Andrew McElhinney wrote in the current Philadelphia Weekly about two local filmmakers whose shorts go on tonight at the International House as part of a program titled Cigarettes And Whiskey And Wild Wild Women (do people still remember that 1940’s Red Engle song?). Heather Henderson and Anne Frangiosa are both part of the burlesque troop The Peek-A-Boo Review, who until the recent fire held a monthly residency at Old City’s Five Spot. Unsurprisingly, sex is on their minds both in Henderson’s Podnuts, which luxuriates in a foot and donut fetish, and Frangiosa’s Case Study 040906, a Guy Maddin-esque throwback that leers at psycho-sexual deviates in a broken-down asylum (in which — full disclosure, yours truly can be briefly spotted sporting women’s hosiery). Also, on a local music bent, Joseph Krzemienski’s Cuidado animates a Wild West shoot-out to the music of Mike Brenner’s Slo-Mo, and Vorcan’s Leanna’s Song features painters slapping their brushes over at Ortleib’s Jazzhaus. TONIGHT, 9:15 p.m, International House
Staying local, Philadelphia’s high-flying rhetorician Camille Paglia will be on hand at the Ritz to discuss one of her (and everyone’s) all-time favorites, The Philadelphia Story.

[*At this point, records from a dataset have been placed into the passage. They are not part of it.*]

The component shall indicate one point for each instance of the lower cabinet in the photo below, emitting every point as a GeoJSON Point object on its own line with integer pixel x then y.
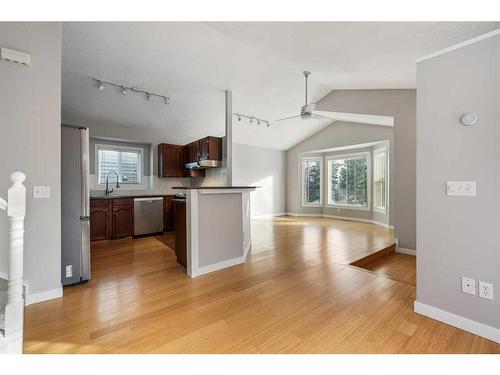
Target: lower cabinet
{"type": "Point", "coordinates": [180, 232]}
{"type": "Point", "coordinates": [168, 214]}
{"type": "Point", "coordinates": [100, 219]}
{"type": "Point", "coordinates": [111, 218]}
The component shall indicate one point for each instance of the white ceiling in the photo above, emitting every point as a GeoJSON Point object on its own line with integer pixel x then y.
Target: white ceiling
{"type": "Point", "coordinates": [260, 62]}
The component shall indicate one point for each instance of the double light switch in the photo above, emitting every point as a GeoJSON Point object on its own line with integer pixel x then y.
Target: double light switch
{"type": "Point", "coordinates": [461, 188]}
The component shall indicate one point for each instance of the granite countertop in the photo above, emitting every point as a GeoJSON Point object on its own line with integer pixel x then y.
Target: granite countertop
{"type": "Point", "coordinates": [118, 196]}
{"type": "Point", "coordinates": [214, 187]}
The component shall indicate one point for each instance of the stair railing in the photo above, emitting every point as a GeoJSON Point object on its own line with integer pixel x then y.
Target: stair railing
{"type": "Point", "coordinates": [14, 310]}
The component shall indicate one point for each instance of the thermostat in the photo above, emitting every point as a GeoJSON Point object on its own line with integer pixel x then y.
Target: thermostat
{"type": "Point", "coordinates": [469, 119]}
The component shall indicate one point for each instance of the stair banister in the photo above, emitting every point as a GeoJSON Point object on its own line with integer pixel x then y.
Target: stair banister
{"type": "Point", "coordinates": [14, 310]}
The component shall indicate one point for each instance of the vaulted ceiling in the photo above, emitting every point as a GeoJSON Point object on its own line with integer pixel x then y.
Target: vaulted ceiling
{"type": "Point", "coordinates": [260, 62]}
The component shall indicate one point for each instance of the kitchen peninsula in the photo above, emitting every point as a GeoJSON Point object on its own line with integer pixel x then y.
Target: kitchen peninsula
{"type": "Point", "coordinates": [217, 227]}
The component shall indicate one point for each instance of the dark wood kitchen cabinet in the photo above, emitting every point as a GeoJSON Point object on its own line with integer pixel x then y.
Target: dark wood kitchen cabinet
{"type": "Point", "coordinates": [168, 214]}
{"type": "Point", "coordinates": [170, 160]}
{"type": "Point", "coordinates": [111, 218]}
{"type": "Point", "coordinates": [100, 219]}
{"type": "Point", "coordinates": [210, 148]}
{"type": "Point", "coordinates": [123, 217]}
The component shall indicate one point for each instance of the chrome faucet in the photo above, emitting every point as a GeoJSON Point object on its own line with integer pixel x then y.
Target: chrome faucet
{"type": "Point", "coordinates": [109, 191]}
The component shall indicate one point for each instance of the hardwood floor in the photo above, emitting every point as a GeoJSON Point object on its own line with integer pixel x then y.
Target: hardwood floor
{"type": "Point", "coordinates": [295, 294]}
{"type": "Point", "coordinates": [395, 266]}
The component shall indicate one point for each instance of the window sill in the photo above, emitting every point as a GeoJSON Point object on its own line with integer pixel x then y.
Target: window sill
{"type": "Point", "coordinates": [315, 205]}
{"type": "Point", "coordinates": [380, 211]}
{"type": "Point", "coordinates": [344, 207]}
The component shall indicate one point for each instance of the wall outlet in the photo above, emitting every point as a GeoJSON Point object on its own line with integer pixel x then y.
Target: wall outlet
{"type": "Point", "coordinates": [485, 290]}
{"type": "Point", "coordinates": [69, 271]}
{"type": "Point", "coordinates": [468, 285]}
{"type": "Point", "coordinates": [41, 192]}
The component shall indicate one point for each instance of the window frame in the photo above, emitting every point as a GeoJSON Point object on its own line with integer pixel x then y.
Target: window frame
{"type": "Point", "coordinates": [130, 186]}
{"type": "Point", "coordinates": [321, 180]}
{"type": "Point", "coordinates": [382, 150]}
{"type": "Point", "coordinates": [367, 155]}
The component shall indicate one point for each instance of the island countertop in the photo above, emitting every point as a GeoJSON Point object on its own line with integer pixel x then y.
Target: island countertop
{"type": "Point", "coordinates": [214, 187]}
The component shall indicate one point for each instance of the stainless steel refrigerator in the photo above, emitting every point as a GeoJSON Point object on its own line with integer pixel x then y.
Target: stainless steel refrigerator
{"type": "Point", "coordinates": [75, 205]}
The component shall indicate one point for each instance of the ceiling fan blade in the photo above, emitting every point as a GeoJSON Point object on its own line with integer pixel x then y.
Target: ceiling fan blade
{"type": "Point", "coordinates": [321, 117]}
{"type": "Point", "coordinates": [288, 118]}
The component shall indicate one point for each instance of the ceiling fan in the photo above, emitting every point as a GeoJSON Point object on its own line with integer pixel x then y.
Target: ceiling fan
{"type": "Point", "coordinates": [307, 110]}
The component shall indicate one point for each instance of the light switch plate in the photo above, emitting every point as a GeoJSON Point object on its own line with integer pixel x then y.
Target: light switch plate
{"type": "Point", "coordinates": [69, 271]}
{"type": "Point", "coordinates": [468, 285]}
{"type": "Point", "coordinates": [461, 188]}
{"type": "Point", "coordinates": [41, 192]}
{"type": "Point", "coordinates": [485, 290]}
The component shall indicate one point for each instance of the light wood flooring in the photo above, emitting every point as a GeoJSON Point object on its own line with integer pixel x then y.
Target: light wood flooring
{"type": "Point", "coordinates": [296, 293]}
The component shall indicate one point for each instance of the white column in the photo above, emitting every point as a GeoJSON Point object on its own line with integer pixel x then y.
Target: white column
{"type": "Point", "coordinates": [14, 310]}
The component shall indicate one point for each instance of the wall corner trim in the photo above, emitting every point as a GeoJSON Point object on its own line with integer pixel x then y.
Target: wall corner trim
{"type": "Point", "coordinates": [459, 45]}
{"type": "Point", "coordinates": [43, 296]}
{"type": "Point", "coordinates": [480, 329]}
{"type": "Point", "coordinates": [403, 250]}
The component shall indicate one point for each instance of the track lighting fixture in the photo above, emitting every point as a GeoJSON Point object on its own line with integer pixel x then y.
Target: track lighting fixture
{"type": "Point", "coordinates": [124, 89]}
{"type": "Point", "coordinates": [252, 119]}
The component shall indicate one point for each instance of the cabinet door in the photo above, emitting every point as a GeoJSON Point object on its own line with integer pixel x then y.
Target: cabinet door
{"type": "Point", "coordinates": [170, 160]}
{"type": "Point", "coordinates": [173, 161]}
{"type": "Point", "coordinates": [123, 223]}
{"type": "Point", "coordinates": [100, 223]}
{"type": "Point", "coordinates": [203, 148]}
{"type": "Point", "coordinates": [168, 214]}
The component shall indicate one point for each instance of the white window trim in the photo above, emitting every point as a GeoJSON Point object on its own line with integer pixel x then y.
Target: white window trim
{"type": "Point", "coordinates": [366, 154]}
{"type": "Point", "coordinates": [321, 180]}
{"type": "Point", "coordinates": [145, 181]}
{"type": "Point", "coordinates": [378, 151]}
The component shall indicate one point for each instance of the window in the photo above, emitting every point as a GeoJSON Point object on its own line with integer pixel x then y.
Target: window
{"type": "Point", "coordinates": [312, 171]}
{"type": "Point", "coordinates": [380, 180]}
{"type": "Point", "coordinates": [348, 181]}
{"type": "Point", "coordinates": [126, 161]}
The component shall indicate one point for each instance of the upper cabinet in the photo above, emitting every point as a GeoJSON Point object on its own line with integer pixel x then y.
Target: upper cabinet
{"type": "Point", "coordinates": [170, 160]}
{"type": "Point", "coordinates": [210, 148]}
{"type": "Point", "coordinates": [173, 158]}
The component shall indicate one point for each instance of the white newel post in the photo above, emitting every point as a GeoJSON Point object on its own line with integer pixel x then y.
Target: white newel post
{"type": "Point", "coordinates": [14, 310]}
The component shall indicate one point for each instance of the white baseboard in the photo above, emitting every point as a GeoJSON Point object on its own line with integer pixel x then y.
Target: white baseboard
{"type": "Point", "coordinates": [268, 216]}
{"type": "Point", "coordinates": [348, 218]}
{"type": "Point", "coordinates": [402, 250]}
{"type": "Point", "coordinates": [217, 266]}
{"type": "Point", "coordinates": [43, 296]}
{"type": "Point", "coordinates": [480, 329]}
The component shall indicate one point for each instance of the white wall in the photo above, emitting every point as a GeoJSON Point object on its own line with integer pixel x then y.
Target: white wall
{"type": "Point", "coordinates": [30, 136]}
{"type": "Point", "coordinates": [263, 167]}
{"type": "Point", "coordinates": [459, 236]}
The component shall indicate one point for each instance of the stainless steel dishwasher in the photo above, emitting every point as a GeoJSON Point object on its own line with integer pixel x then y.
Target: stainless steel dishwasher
{"type": "Point", "coordinates": [148, 215]}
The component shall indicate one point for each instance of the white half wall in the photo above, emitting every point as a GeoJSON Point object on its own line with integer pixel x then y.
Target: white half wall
{"type": "Point", "coordinates": [265, 168]}
{"type": "Point", "coordinates": [30, 142]}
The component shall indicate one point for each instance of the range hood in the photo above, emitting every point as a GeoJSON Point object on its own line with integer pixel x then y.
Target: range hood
{"type": "Point", "coordinates": [204, 164]}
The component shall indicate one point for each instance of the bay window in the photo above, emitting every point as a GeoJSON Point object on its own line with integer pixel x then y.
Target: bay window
{"type": "Point", "coordinates": [349, 181]}
{"type": "Point", "coordinates": [312, 179]}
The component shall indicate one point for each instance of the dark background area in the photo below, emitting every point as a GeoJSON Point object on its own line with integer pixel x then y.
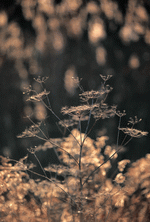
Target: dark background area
{"type": "Point", "coordinates": [82, 38]}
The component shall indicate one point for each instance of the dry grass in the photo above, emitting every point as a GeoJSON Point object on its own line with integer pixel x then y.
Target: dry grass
{"type": "Point", "coordinates": [85, 193]}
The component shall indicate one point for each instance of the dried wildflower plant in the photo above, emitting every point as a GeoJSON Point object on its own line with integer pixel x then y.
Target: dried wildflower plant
{"type": "Point", "coordinates": [85, 193]}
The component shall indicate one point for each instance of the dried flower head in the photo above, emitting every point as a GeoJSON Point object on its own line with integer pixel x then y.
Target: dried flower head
{"type": "Point", "coordinates": [105, 78]}
{"type": "Point", "coordinates": [38, 96]}
{"type": "Point", "coordinates": [31, 131]}
{"type": "Point", "coordinates": [41, 79]}
{"type": "Point", "coordinates": [103, 111]}
{"type": "Point", "coordinates": [120, 178]}
{"type": "Point", "coordinates": [133, 132]}
{"type": "Point", "coordinates": [122, 164]}
{"type": "Point", "coordinates": [78, 110]}
{"type": "Point", "coordinates": [67, 122]}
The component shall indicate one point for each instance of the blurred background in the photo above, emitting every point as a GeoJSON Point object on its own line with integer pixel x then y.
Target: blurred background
{"type": "Point", "coordinates": [62, 39]}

The film is 67 years old this year, and while some of its theatrical roots now creak under those Main Line hardwood floors, the mastery exhibited by Hepburn, James Stewart and Cary Grant still leaves you a little light-headed. It was a harsh comedown when I realized that becoming an adult wasn’t a gateway into a world where we all spend the day chatting in such concisely witty dialogue like this straight off the top of our heads. The contradictory philosophies of Ms. Paglia have found their match in a film where Hepburn rules the roost yet still forgives Cary Grant for bashing her in the face in the opening scene. TONIGHT, 6:45 p.m., Ritz Five
I wish I knew braver souls so I could make them see Taxidermia, the sophomore film from Gyorgy Palfi, the Hungarian whose dialogue-less Hukkle was a festival favorite back in 2003. The gentle surrealism of his debut has turned absurdly grotesque, with a fairly indescribable story of three generations of men who dabble in swine necrophilia, projectile vomiting and human taxidermy. It’s a pleasingly stylized world of muck and filth, explicit sex and medical procedures, romantic rivalries and hasty executions, all told with a cartoonishness that recalls Fellini and Terry Gilliam, except, uh, Hungarian. Taxidermia must be seen to be believed, preferably with a giggling and slightly horrified crowd. With music from Amon Tobin. TONIGHT, 5 p.m, Prince Music Theater & Friday April 13 10:00 Ritz East
More late-breaking changes: the screenings of Dans Paris, the knowing French comedy from Christophe (Ma Mere) Honore has been cancelled, replaced with a new entry Snow Cake, a death-dwelling drama with Sigourney Weaver and Alan Rickman. See you at the theater, if I don’t get caught smuggling in my own candy.